US Assets: Conversations Being Had & Progress Made

The project at La Sal in Utah is permitted and can go into Energy Fuels to the mill once the price goes up and the mill is taking Uranium. They have an ore body that contains no Vanadium which can go into the mill to be run without running it as a Vanadium circuit. Other projects on the Colorado Plateau have a lot of Vanadium and the Energy Fuels’ mill can be tweaked to get other products out of it. Laramide Resources hasn't had those conversations with Energy Fuels yet because the price is too low as it’s an asset that needs to be at least USD$50 before they’re serious about it. They need to get permits first and the goal is to get shovel-ready to start into production as soon as possible. 

They actually have a milling contract with Energy Fuels from 2013-14, when they saw the light at the end of the tunnel and got ready for production. That contract is ready to go and just needs to be changed a little as to how it would work now. Energy Fuels owns the mill, but is not going to start the mill until they see enough longevity in the price and enough solidity behind who's buying, and off-takes, etc. When they turn it on for Uranium, they will want to turn it on with a plan to leave it on.

Moving ISR Projects Forward: Process & Timing

Laramide Resources are trying to move the ISR projects forward. They require planning and testing but last year was frustrating because they had little responsiveness from government officials to get the permits they need. They need to do a drill programme and a technical programme to demonstrate restoration in the lab, in the well field and in the aquifer to a level to get that final permit. That requires some drilling and they need access to go out and do the work which has been a frustrating exercise in New Mexico. Much of these frustrations were Covid related as there were towns that were literally closed down and these concerns still exist but they hope to get it done this year.Laramide Resources (LAM) - Timing the Uranium Market Right

Australia's Issues with Nuclear Mining

Laramide Resources’ assets in Australia have plans ongoing. There are meetings scheduled to get the permits to allow them to go out and do the work from July this year which is exciting. There is a big greenfield asset right next to their main brownfield asset which has the same geological model and if they start hitting something interesting there, people will get excited. Greenfield exploration in the Uranium industry is important as ultimately, new ore bodies will be needed in the future.

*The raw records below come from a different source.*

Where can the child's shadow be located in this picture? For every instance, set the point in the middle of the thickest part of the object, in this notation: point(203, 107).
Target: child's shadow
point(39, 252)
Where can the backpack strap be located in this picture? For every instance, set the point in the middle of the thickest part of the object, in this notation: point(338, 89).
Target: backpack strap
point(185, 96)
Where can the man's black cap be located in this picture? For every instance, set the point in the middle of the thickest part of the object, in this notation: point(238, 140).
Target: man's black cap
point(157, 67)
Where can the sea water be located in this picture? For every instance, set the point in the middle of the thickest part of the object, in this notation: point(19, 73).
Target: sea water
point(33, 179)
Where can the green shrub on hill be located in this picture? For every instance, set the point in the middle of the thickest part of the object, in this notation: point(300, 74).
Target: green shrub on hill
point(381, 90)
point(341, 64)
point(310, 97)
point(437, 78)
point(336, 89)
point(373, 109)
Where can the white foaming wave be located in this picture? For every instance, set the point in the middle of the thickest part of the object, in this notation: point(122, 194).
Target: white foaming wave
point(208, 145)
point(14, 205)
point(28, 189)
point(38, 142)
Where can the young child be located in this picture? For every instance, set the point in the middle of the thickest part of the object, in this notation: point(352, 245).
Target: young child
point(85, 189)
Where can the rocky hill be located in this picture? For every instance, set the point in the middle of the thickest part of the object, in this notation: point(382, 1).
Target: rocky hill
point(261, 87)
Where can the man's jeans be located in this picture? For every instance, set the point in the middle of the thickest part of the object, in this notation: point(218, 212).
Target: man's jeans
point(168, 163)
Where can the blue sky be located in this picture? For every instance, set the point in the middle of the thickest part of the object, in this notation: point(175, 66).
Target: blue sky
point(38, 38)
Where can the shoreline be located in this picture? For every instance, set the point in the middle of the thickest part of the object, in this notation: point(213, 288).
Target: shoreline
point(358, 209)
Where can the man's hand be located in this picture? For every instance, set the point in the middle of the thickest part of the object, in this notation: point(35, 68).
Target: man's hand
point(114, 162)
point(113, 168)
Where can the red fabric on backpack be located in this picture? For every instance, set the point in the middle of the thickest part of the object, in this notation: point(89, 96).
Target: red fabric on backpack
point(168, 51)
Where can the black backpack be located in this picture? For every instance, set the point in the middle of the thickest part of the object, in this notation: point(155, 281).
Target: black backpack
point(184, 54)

The Labour government that was in Western Australia was not pro-Uranium or pro-nuclear which could perhaps have caused the difficulties around the permits in the past. The attitude in Northern Territories and Queensland is better now and they're introducing the idea of nuclear energy into the conversation slowly and carefully in Australia, with the view that nuclear energy is ESG friendly and may eventually happen. Queensland needs to get rid of the idea that you can't build a Uranium mine which should happen at some point.Laramide Resources (LAM) - Timing the Uranium Market Right

500 New Uranium Companies to Show Up Once Markets Turn? 

Once the markets turn it is a concern that there could be 500 new Uranium companies, and only 20 of them will ever produce anything or even less than that which would be similar to what happened during the last cycle. There are now less brownfield discoveries to be made compared to 10-15 years ago so it is hard for companies to find a new asset. We have seen some new entrants into the market picking up assets that we know didn't work last time around which is worrying as retail investors will perhaps be persuaded to get involved and it is our job to point those things out to potential investors.

It was great to catch up with Laramide Resources and we look forward to following their story as the Uranium market moves its way towards a price rise and the company gets closer to Uranium production.